Our while loop now becomes the argument of the "-exec /bin/bash -c ..." action at the end of the find command. And you'll notice that inside the while loop were just looking for any line that's longer than 150 characters. When we hit this condition we print out the file name and simply call "break" to terminate the loop and stop reading the file.

If you really want to see all the long lines from each file along with the file names, it actually makes our while loop a little simpler:

# find /etc -type f -exec /bin/bash -c \
'while read line; do [[ ${#line} -gt 150 ]] && echo {}:$line; done < {}' \;

...


So the final solution a little complicated, but stays well short of the borders of Scriptistan I'd say. And it's less than 150 characters long...

Davide for the touchdown!

Loyal reader Davide Brini writes in to note that the GNU version of wc actually has a "-L" switch that will output the longest line of a file. So on Linux systems, or any box that has GNU coreutils installed, we could use this option to find files with long lines:

find /etc -type f | xargs wc -L | awk '$1 > 150 {print $1}'

"wc -L" gives us the length of the longest line in the file, followed by the file name. So we use awk to see if the longest line is more than 150 characters, and if so we print out the file name.

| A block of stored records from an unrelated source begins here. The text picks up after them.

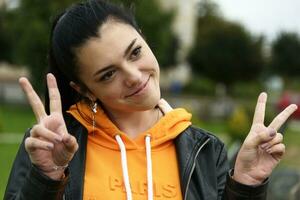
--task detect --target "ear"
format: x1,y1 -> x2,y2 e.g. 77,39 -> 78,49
69,81 -> 97,101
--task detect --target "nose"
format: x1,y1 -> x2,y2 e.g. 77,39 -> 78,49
122,63 -> 142,88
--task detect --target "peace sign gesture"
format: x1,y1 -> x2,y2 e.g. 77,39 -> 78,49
19,73 -> 78,180
233,92 -> 298,185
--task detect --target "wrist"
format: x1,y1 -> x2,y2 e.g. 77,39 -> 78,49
232,170 -> 263,185
34,164 -> 68,181
43,169 -> 66,181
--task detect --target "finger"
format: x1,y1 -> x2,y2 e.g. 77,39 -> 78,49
260,133 -> 283,150
247,127 -> 276,147
266,143 -> 285,156
268,104 -> 298,131
19,77 -> 47,122
30,125 -> 63,144
252,92 -> 267,125
25,137 -> 54,152
47,73 -> 62,114
157,98 -> 173,114
62,134 -> 79,154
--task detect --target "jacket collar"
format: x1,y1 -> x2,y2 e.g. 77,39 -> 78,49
175,126 -> 211,199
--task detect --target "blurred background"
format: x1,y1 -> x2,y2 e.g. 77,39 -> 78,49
0,0 -> 300,199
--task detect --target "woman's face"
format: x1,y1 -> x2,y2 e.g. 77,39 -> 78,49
76,20 -> 160,113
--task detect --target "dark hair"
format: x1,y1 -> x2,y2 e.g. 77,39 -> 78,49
46,0 -> 140,114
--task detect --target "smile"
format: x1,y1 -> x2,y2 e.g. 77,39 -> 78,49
125,76 -> 150,98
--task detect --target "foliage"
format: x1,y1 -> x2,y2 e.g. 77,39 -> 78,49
188,0 -> 265,86
182,75 -> 216,95
0,107 -> 2,133
2,0 -> 176,92
269,32 -> 300,78
231,81 -> 264,99
0,8 -> 12,62
3,0 -> 81,92
227,105 -> 250,141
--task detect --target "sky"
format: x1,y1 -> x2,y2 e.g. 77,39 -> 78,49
217,0 -> 300,42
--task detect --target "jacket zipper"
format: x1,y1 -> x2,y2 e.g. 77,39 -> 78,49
184,138 -> 210,200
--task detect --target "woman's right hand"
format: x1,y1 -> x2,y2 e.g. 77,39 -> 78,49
19,73 -> 78,180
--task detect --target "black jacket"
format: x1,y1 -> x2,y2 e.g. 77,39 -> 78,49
4,115 -> 268,200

But as long as we're using awk, Davide points out that we could just:

find /etc -type f -exec awk 'length > 150 {print FILENAME; exit}' {} \;

Here we're using "find ... -exec awk ..." to call awk on each file in turn. awk will call length() on every line of the file and if we hit a line that's longer than 150 characters, we'll spit out the FILENAME variable which awk helpfully sets for us and terminate awk so we go on to the next file.

And again, if you're on a system with all the GNU utilities installed, then you can do this even more efficiently:

find /etc -type f -exec awk 'length > 150 {print FILENAME; nextfile}' {} +

With GNU find, "-exec ... +" functions like "find ... | xargs ...", calling the awk program as little as possible, but using large groups of matching file names as arguments. The nice thing about the GNU version of awk is that you have the "nextfile" operator to stop reading from the current file and move on to the next one as soon as we encounter a long line.

Thanks, Davide, as always for your insight!